The output shaft of the TorqueBox has a yoke that fits the U-joints/bearings of the original drive shaft, and it has the splined input & adapter plate to mate to the motors. Not the cheapest way to go, but an elegant solution for sure.


----------



## Frankenfiftyfour (Jul 22, 2019)

Whoaa...they are pretty expensive...just looked at them


----------



## lawrencerhodes (Mar 31, 2008)

John Wayland did this decades ago using two motors. You should upgrade as your car weighs twice what White Zombie does. http://electricandhybridcars.com/index.php/pages/worldsfastestcar.html This is an old link. You may google to find something newer but since this page was made the car was reinforced due to all the wheelies. New lithium pack. Involved in a crash on a TV show.


----------



## rob_kr (Apr 8, 2016)

For a 54 Ford (say a Customliner sedan) you do need 2x something. 

In this case, I think you can make it work with 1 motor and a 2x gear reduction. The gear reduction will halve your rpm (so now the 6000 rpm from the motor fit the 3000-rpm drive train design) and it will double your torque. That should get the total weight off the line with normal-people performance.

If you want white-zombie-speeds etc then yes, the whole car needs to be reinforced etc.

I'm doing a 1959 Cadillac sedan, and it's with 2 motors and a 2x reduction. A Karman Ghia is 1800 lbs and uses 1 motor & no gear because the drive train needs 4000-6000 rpm, the Ford Customliner at 3500 lbs would use 1 motor and a 2x reduction, and the Cadillac is 5600 lbs with 2 motors and a 2x reduction. 

There's a weird logic in those numbers but I think it all works out....


----------



## Duncan (Dec 8, 2008)

You only want the reduction gear if you are using a wimpy AC motor

A DC motor is a LOT cheaper 
Does not need the reduction gear
And you probably don't need two

But it is a little less "sophisticated"


----------



## Frankenfiftyfour (Jul 22, 2019)

Here's an idea I was thinking about. I still have the output housing and shaft from the transmission. If I could modify it to mount to the electric motor and it would solve a lot of problems. Here's the issue with that:

The original set up fed ATF to keep the output shaft for lubrication.

What if I tapped the housing for grease fittings to pump grease into the areas in question? Would this even work?


----------



## remy_martian (Feb 4, 2019)

The output shaft spins on a bronze bearing. If you seal the front of the tailshaft housing with your adapter plate, you might be able to get away with simply filling the tailshaft housing with ATF. The trans I rebuilt last summer actually used the tailshaft housing as an ATF reservoir in addition to the pan. Alignment of the motor/shaft and that rear bearing will be interesting.


----------



## Duncan (Dec 8, 2008)

Frankenfiftyfour said:


> Here's an idea I was thinking about. I still have the output housing and shaft from the transmission. If I could modify it to mount to the electric motor and it would solve a lot of problems. Here's the issue with that:
> 
> The original set up fed ATF to keep the output shaft for lubrication.
> 
> What if I tapped the housing for grease fittings to pump grease into the areas in question? Would this even work?

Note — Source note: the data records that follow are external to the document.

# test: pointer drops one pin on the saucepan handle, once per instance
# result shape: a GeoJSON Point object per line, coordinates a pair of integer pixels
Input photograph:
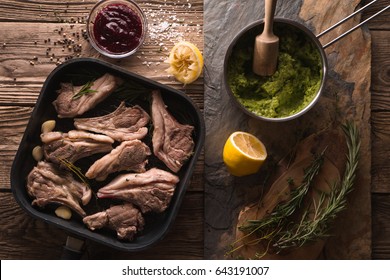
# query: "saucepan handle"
{"type": "Point", "coordinates": [353, 28]}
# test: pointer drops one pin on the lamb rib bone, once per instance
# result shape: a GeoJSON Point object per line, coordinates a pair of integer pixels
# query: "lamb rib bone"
{"type": "Point", "coordinates": [129, 155]}
{"type": "Point", "coordinates": [73, 145]}
{"type": "Point", "coordinates": [150, 191]}
{"type": "Point", "coordinates": [125, 123]}
{"type": "Point", "coordinates": [125, 219]}
{"type": "Point", "coordinates": [172, 141]}
{"type": "Point", "coordinates": [48, 184]}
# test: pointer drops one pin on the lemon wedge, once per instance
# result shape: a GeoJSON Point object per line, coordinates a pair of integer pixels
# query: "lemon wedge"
{"type": "Point", "coordinates": [243, 154]}
{"type": "Point", "coordinates": [185, 62]}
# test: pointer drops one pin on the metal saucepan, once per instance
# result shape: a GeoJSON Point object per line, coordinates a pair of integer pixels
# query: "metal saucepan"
{"type": "Point", "coordinates": [256, 27]}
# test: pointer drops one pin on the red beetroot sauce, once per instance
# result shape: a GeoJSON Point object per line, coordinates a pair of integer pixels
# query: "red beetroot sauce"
{"type": "Point", "coordinates": [117, 29]}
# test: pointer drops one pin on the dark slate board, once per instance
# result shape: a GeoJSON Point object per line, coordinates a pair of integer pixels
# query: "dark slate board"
{"type": "Point", "coordinates": [346, 97]}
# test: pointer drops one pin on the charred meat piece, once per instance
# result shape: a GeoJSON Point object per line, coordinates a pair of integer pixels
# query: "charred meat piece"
{"type": "Point", "coordinates": [73, 145]}
{"type": "Point", "coordinates": [125, 219]}
{"type": "Point", "coordinates": [76, 100]}
{"type": "Point", "coordinates": [129, 155]}
{"type": "Point", "coordinates": [150, 191]}
{"type": "Point", "coordinates": [125, 123]}
{"type": "Point", "coordinates": [47, 184]}
{"type": "Point", "coordinates": [172, 141]}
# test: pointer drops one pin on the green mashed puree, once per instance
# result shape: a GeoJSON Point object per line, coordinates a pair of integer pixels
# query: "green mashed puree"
{"type": "Point", "coordinates": [294, 84]}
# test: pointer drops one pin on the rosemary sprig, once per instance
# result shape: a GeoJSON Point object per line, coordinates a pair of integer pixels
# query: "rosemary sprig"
{"type": "Point", "coordinates": [278, 232]}
{"type": "Point", "coordinates": [279, 215]}
{"type": "Point", "coordinates": [85, 89]}
{"type": "Point", "coordinates": [314, 227]}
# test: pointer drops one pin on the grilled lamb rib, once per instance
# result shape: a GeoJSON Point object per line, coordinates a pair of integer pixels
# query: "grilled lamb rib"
{"type": "Point", "coordinates": [71, 103]}
{"type": "Point", "coordinates": [47, 184]}
{"type": "Point", "coordinates": [129, 155]}
{"type": "Point", "coordinates": [150, 191]}
{"type": "Point", "coordinates": [125, 123]}
{"type": "Point", "coordinates": [172, 141]}
{"type": "Point", "coordinates": [125, 219]}
{"type": "Point", "coordinates": [73, 145]}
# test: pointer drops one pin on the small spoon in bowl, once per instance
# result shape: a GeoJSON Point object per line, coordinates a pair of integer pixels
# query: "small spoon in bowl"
{"type": "Point", "coordinates": [266, 44]}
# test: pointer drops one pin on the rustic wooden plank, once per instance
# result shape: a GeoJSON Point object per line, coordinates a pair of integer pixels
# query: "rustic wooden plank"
{"type": "Point", "coordinates": [13, 121]}
{"type": "Point", "coordinates": [381, 226]}
{"type": "Point", "coordinates": [28, 57]}
{"type": "Point", "coordinates": [23, 237]}
{"type": "Point", "coordinates": [74, 10]}
{"type": "Point", "coordinates": [380, 111]}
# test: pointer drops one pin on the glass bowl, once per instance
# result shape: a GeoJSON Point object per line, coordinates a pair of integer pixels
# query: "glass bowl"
{"type": "Point", "coordinates": [116, 28]}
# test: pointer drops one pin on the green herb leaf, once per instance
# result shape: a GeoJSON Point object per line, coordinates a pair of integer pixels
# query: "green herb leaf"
{"type": "Point", "coordinates": [86, 89]}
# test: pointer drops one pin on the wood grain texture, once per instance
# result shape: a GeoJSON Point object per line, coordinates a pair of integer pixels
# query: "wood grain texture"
{"type": "Point", "coordinates": [31, 46]}
{"type": "Point", "coordinates": [380, 111]}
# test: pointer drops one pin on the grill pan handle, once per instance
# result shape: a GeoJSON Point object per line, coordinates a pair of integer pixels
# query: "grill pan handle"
{"type": "Point", "coordinates": [353, 28]}
{"type": "Point", "coordinates": [73, 249]}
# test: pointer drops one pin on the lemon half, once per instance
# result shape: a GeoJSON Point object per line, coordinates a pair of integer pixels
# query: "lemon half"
{"type": "Point", "coordinates": [185, 62]}
{"type": "Point", "coordinates": [243, 154]}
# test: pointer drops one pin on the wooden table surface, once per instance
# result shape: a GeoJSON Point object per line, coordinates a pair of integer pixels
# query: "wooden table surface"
{"type": "Point", "coordinates": [31, 33]}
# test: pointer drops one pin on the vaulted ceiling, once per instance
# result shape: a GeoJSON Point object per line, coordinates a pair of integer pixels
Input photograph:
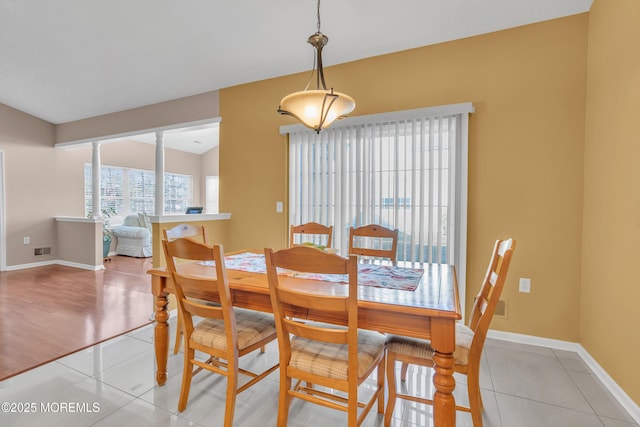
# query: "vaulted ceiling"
{"type": "Point", "coordinates": [66, 60]}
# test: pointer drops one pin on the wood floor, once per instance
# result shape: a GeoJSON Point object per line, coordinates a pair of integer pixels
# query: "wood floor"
{"type": "Point", "coordinates": [52, 311]}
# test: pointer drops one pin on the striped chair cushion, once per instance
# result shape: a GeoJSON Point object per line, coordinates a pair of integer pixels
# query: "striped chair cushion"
{"type": "Point", "coordinates": [252, 326]}
{"type": "Point", "coordinates": [331, 360]}
{"type": "Point", "coordinates": [422, 349]}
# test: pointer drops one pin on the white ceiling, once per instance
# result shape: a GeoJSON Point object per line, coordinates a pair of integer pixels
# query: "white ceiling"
{"type": "Point", "coordinates": [196, 139]}
{"type": "Point", "coordinates": [66, 60]}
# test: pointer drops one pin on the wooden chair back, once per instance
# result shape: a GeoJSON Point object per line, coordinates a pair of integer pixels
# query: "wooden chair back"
{"type": "Point", "coordinates": [188, 288]}
{"type": "Point", "coordinates": [374, 241]}
{"type": "Point", "coordinates": [324, 355]}
{"type": "Point", "coordinates": [186, 230]}
{"type": "Point", "coordinates": [312, 260]}
{"type": "Point", "coordinates": [487, 299]}
{"type": "Point", "coordinates": [311, 230]}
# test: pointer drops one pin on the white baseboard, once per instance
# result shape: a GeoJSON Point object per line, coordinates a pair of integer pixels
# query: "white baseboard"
{"type": "Point", "coordinates": [53, 262]}
{"type": "Point", "coordinates": [618, 393]}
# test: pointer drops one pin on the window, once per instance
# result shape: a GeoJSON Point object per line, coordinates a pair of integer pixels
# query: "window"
{"type": "Point", "coordinates": [405, 170]}
{"type": "Point", "coordinates": [133, 190]}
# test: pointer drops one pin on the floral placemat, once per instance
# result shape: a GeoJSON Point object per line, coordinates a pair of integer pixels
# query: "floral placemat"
{"type": "Point", "coordinates": [381, 276]}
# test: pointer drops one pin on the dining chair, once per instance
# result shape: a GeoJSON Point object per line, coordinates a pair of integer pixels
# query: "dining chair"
{"type": "Point", "coordinates": [469, 340]}
{"type": "Point", "coordinates": [312, 230]}
{"type": "Point", "coordinates": [184, 230]}
{"type": "Point", "coordinates": [225, 333]}
{"type": "Point", "coordinates": [337, 358]}
{"type": "Point", "coordinates": [374, 241]}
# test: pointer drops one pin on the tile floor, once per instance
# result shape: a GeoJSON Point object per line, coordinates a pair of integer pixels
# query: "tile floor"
{"type": "Point", "coordinates": [113, 384]}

That sounds to me to be VERY VERY DIFFICULT - and with no advantages


----------



## lawrencerhodes (Mar 31, 2008)

Maybe find a drive shaft from a manual vehivle.. Or find a transmission to mount in the vehicle. Lots easier to use two motors. Makes a peppy ride that can be quite bullet proof.


----------



## brian_ (Feb 7, 2017)

Duncan said:


> You only want the reduction gear if you are using a wimpy AC motor
> 
> A DC motor is a LOT cheaper
> Does not need the reduction gear...


Yeah, Tesla's motors must be really wimpy, since they seem to need that 12:1 ratio two-stage reduction. 

You can productively use a greater reduction ratio than existing in the final drive if your motor can turn more than a few thousand rpm. If you're using century-old technology with brushes that don't let the motor turn as fast as an economy car's engine, then you use a really big motor at low speed, and the stock final drive ratio works well.

In looking at alternatives for my Spitfire, I concluded that if I were to convert it, I would want to keep the existing final drive and to eliminate any other transmission (so it would be configured like the plan for this project). I have considered the Chevrolet Spark EV motor, because it was designed to be used with only one stage of reduction gearing... and while it is built with the same technology as the Chevrolet Bolt motor, the slower Spark EV motor is substantially bigger and heavier while capable of producing less power. That's the price of slow motor operation, but if your type of motor can only turn slowly, then maybe that's not a problem.


----------



## brian_ (Feb 7, 2017)

Frankenfiftyfour said:


> Here's an idea I was thinking about. I still have the output housing and shaft from the transmission. If I could modify it to mount to the electric motor and it would solve a lot of problems. Here's the issue with that:
> 
> The original set up fed ATF to keep the output shaft for lubrication.
> 
> What if I tapped the housing for grease fittings to pump grease into the areas in question? Would this even work?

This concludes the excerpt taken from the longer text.